Ngarrindjeri artist Lyn Lovegrove Niemz is fascinated by the different ways people interpret her works.

‘’I love to hear other people talking about them, giving their version about what they see and how it affects them,’’ she says.

‘’My inspiration comes from my own life events, my knowledge, and the love of being able to paint something that someone really enjoys.

‘’Each painting is different, and I develop in a different way too because of that influence.’’

Lyn hopes her latest piece, titled ‘Life of the Onkaparinga River’, will bring a sense of comfort to clients engaged with services based at Centacare’s new site at Noarlunga Centre.

Inspired by the “life force’’ of the waterway, the acrylic on canvas hangs in the entranceway and depicts Centacare as a central source of family connection and supports.

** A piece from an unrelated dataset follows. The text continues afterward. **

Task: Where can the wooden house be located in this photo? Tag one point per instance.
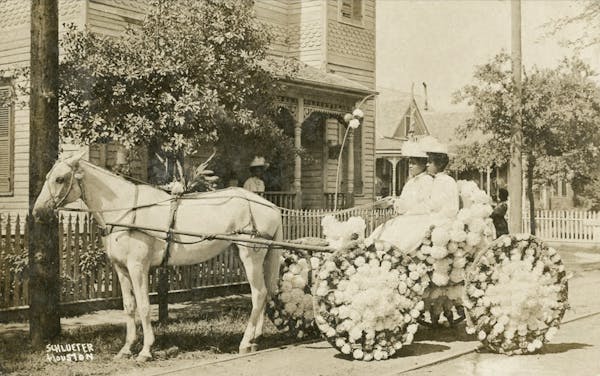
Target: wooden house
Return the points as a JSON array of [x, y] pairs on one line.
[[399, 117], [333, 43]]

‘’I hope it makes them feel welcome; that they can walk in and be accepted for who they are, free of discrimination and judgement,’’ Lyn says.

RESTORE Intensive Family Services – South and Breathing Space, which works with women aged 25 and under who have experienced removal of a child or children from their care, are based at the southern site.

Breathing Space privileges the voice of young Aboriginal women to empower self-determination, address intergenerational trauma and promote the importance of culture.

The trauma-responsive therapeutic intervention – believed to be an Australian-first – delivers holistic, wraparound supports for women who have high complexity of need and present with a wide range of issues at intake.

‘’For Aboriginal people, it can be quite intimidating to walk into an organisation,’’ says Lyn, formerly an Aboriginal support worker at Centacare.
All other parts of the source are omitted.